Managers interested in attending and pitching their organizations at the event must email ERS@paamcolaunchpad.com

The program is aimed at seeding emerging markets hedge funds. The field, while slowly gaining popularity, is not the first one would think of when launching a platform. Texas’ reasons are to boost its $1 billion emerging manager program, which fluctuates between its 9% and 10% target. Gitlin’s reasons for PAAMCO are a little more personal.

“I knew [PAAMCO founder] Jane Buchan for a long, long time,” he said.

Buchan was a client of Gitlin from his days at AIG, at the early days of his seeding career. Gitlin said she was “one of the smart people I used to talk to all the time,” and that Buchan used to invest in some of his strategies with several of Gitlin’s managers.

“I met him and invested with him at my prior place of employment back in the ‘90s…and he had identified a bunch of hedge fund managers,” Buchan said. “Instead of forming a multi-strat… they ran individual portfolios and we actually hired several of them. I think between the strength of our infrastructure and knowing me for so very long, that’s why he called me up.”

“That’s another reason it makes a lot of sense,” he said. “You know how the person operates, so that’s how we came together.

Throughout its 18-year lifespan, PAAMCO has worked with emerging managers, building its infrastructure around trade by trade oversight and risk analysis. Last year, the $30 billion hedge fund of funds merged with Prisma KKR to form PAAMCO Prisma Holdings, a majority employee-owned company that manages assets via its subsidiaries. Buchan is currently moving into an advisory role at her firm while working on a quantitative fund, which she’s looking to launch next year.

Another reason why Gitlin got involved with PAAMCO is for “trade by trade transparency and oversight,” largely because transparency has become more accepted since he manned the trading grounds.

“I want to be involved with a manager where my risk management oversight and trust isn’t based on a monthly NAV that I get from the manager, plus based on the fact that we’re seeing every trade and we’re able to validate what the manager’s doing… in my early days we didn’t do that,” he said. “We didn’t have the infrastructure for it.

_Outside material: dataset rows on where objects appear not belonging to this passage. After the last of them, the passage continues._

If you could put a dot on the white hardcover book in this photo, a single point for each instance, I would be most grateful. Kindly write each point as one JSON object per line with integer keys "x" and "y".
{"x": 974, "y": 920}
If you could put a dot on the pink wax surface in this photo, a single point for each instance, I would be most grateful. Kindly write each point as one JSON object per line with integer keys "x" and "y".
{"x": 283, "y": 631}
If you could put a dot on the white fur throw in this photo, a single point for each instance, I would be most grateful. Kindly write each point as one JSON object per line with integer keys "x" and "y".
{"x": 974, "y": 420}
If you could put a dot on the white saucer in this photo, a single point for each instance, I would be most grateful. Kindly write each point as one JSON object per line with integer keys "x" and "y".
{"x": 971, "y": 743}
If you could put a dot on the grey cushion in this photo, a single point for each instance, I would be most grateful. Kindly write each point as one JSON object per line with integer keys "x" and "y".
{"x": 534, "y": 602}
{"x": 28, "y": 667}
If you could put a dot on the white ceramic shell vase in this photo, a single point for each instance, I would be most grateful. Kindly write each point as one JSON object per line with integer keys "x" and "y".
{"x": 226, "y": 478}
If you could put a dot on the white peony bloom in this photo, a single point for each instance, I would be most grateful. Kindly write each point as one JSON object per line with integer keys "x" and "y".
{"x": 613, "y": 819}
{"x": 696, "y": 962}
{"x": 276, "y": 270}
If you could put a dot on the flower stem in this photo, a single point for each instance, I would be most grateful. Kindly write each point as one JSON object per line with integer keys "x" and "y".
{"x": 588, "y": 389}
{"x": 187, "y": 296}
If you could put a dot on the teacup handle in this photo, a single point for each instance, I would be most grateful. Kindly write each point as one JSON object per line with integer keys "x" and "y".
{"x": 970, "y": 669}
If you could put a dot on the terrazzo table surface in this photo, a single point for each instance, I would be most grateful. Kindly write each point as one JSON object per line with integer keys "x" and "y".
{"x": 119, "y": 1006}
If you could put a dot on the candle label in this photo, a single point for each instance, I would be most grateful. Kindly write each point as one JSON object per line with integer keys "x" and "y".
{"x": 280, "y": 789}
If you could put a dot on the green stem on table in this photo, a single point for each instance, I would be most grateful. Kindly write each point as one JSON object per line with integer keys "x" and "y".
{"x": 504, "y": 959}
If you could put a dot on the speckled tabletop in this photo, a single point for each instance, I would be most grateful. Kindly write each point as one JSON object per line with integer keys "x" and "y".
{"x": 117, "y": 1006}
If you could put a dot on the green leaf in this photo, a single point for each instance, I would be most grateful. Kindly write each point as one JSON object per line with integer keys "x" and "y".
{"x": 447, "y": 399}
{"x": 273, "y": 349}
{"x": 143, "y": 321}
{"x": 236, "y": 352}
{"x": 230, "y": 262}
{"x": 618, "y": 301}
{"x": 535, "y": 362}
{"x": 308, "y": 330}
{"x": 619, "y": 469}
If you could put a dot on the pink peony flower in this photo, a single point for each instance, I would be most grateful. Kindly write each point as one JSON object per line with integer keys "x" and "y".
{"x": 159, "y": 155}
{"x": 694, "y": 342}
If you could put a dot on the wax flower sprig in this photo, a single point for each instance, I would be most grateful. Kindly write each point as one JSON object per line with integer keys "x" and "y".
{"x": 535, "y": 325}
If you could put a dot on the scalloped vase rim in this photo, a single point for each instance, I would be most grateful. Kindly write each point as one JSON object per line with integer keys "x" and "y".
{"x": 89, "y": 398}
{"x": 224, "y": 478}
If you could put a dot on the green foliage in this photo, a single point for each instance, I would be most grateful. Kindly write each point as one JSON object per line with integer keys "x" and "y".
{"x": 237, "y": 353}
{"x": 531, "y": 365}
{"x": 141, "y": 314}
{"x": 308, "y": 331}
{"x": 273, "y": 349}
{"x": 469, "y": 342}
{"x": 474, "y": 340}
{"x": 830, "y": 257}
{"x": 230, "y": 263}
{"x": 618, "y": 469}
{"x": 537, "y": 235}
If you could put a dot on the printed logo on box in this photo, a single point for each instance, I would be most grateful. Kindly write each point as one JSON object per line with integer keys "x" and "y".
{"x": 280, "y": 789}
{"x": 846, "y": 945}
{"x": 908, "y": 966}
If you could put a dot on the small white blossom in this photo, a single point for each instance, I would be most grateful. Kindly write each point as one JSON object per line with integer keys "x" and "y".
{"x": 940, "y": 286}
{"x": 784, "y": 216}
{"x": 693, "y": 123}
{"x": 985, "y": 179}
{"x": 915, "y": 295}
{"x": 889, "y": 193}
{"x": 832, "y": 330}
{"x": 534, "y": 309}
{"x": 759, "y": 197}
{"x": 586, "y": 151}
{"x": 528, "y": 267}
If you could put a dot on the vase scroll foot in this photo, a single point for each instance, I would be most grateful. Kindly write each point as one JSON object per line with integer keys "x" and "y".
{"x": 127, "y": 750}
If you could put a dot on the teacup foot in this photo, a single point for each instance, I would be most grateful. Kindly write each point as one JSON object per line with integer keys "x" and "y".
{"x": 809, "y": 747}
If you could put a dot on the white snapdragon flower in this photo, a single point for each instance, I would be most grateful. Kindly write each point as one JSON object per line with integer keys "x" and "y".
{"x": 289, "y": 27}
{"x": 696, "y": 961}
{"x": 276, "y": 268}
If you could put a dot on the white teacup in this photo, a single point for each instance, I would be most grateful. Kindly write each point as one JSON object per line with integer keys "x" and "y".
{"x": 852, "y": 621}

It wasn’t the norm, and the managers typically refused. But today it’s the only way we operate.”

Gitlin and his team will introduce the institutions to the emerging managers, which will lead to direct investment if all are in alignment. The institution, now with access to the manager in a costeffective way, will not only see the profits from its multi-return source, but negotiate a better fee arrangement because, as Gitlin puts it, “they’re sort of seeding the manager. In addition, the institution will also get a cut of the manager’s revenue. “And sharing in that growth of the manager is where I think the institution starts getting closer to the source of returns and starts looking more sort of like a GP to an LP because they’re participating in the upside rather than taking the risk,” said Gitlin.

 The program’s chief selected several reasons why a hedge fund manager’s earliest years tend to be their best, establishing his intentions for choosing emerging managers. The first is size and agility. Another is the newer manager’s focus to establish itself before it gets too large. Gitlin says they are “more likely to be purely focused on the markets as opposed to running a large business.” Gitlin said there are academic reasons for getting involved in emerging managers and the hedge fund space, “but when you add on the additional two components of getting a revenue share from the manager’s growth and the fee arrangement, it becomes very compelling from a total return perspective.”

Gitlin says what it really comes down to is the Catch22 of large institutional investors’ unwillingness to be the first to invest in smaller managers, even if the markets and timing are right. With the development of a seeding platform to form the bedrock of these managers, larger investors will start to dip their toes in the water, creating a snowball effect. “And then the other institutions can come along in after that,” he said. “You get paid for that, and that makes a lot of sense.”